Os desafios no combate à ansiedade na sociedade contemporânea
Enviada em 18/06/2020
É notório que todo ser humano possui ansiedade em níveis naturais, ocasionado por reações à estímulos. Quando a resposta para tais estímulos são desproporcionais, havendo uma interferência na qualidade de vida e no desempenho diário do indivíduo, verifica-se o surgimento da patologia com o desencadeamento de transtornos. Alguns dos principais entraves ao combate da ansiedade é o reconhecimento da doença e a banalização por parte da sociedade.
Muito embora, o escritor anglo-americano W. H. Auden em 1947 tenha produzido o poema “A era da ansiedade”, descrevendo as incertezas da sua época, hoje, sete décadas depois, a sociedade ainda vive esta era. Dados da Organização Mundial de Saúde, comprovam este fato, apontando que 3,6% da população do planeta apresenta prevalência de transtorno de ansiedade. No entanto, ainda há quem banalize a doença, seja por desconhecimento da gravidade, seja por ausência de empatia pela dor do outro, contribuindo por agravar o quadro de muitas pessoas.
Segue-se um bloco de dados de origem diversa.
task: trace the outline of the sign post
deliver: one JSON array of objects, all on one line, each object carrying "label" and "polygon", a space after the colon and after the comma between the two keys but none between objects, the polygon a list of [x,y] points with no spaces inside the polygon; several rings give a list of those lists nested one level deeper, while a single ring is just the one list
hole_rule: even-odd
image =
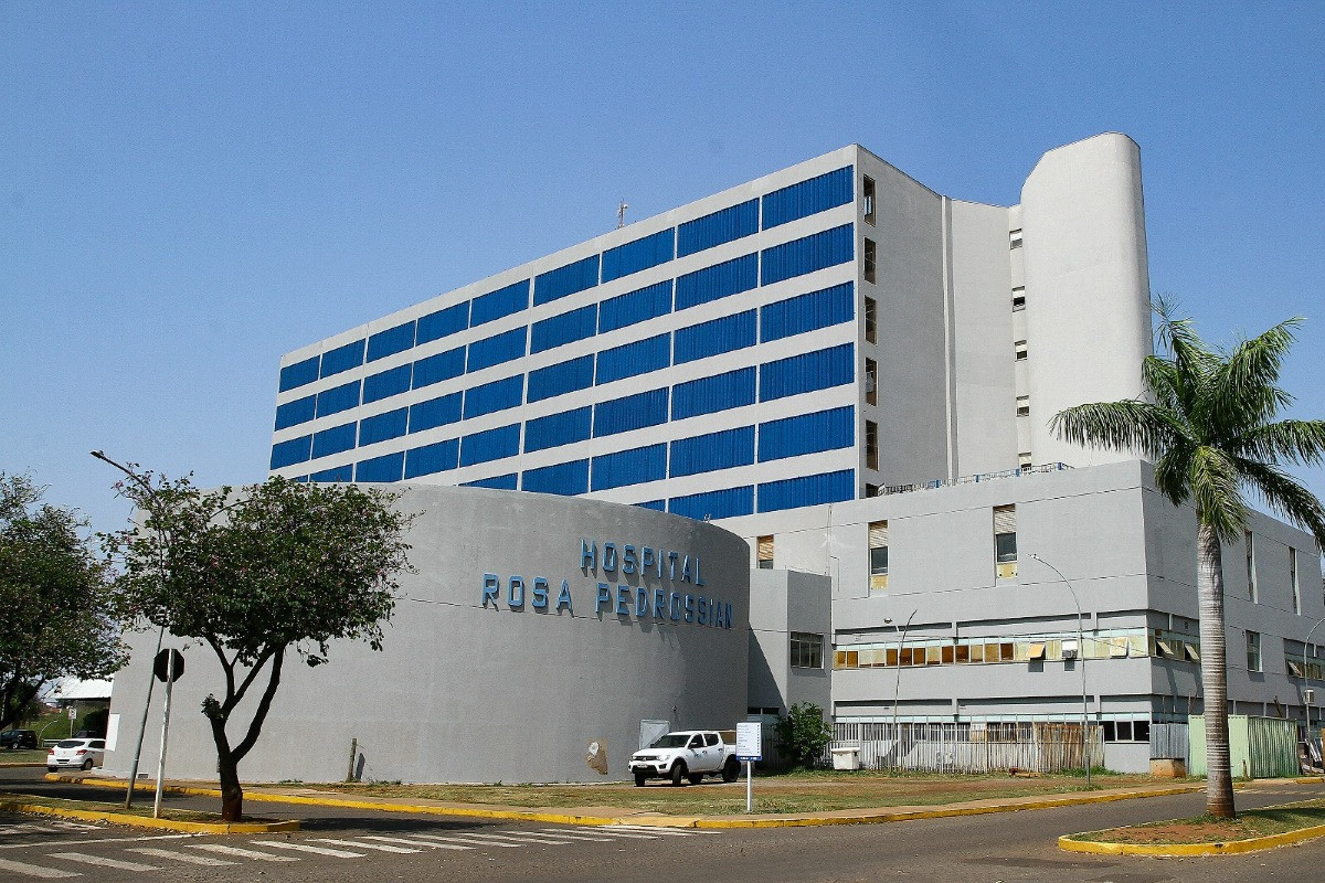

Outrora, a própria manifestação da ansiedade varia de indivíduo para indivíduo que apresenta os mais diversos sintomas físicos e psicológicos. Assim, cada ser é um objeto de estudo, não devendo ser generalizado. De tal forma, é compreensível que o portador, em muitos casos, não reconheça a doença em si e acaba não tomando as providências cabíveis para obter um diagnóstico. A procura médica é imprescindível para iniciar um tratamento adequado, porém, muito dos estigmas citados e ainda, o preconceito que envolve esta problemática, leva a população a não se consultarem ou fazê-lo tardiamente.
Por conseguinte, uma medida que poderia minimizar os desafios no combate à ansiedade, é a introdução do tema nas escolas e locais de trabalho através de palestras e testemunhos, favorecendo o aprendizado e a compaixão. E inclusão de profissionais da área nas repartições públicas e privadas, no intuito de quebrar qualquer prejulgamento acerca da doença e deixar as pessoas numa situação confortável para solicitar ajuda.
Da mesma maneira, a incompreensão da doença, leva muitos humanos a banalizarem a dor do outro. E pior ainda, contribuem para agravar a situação.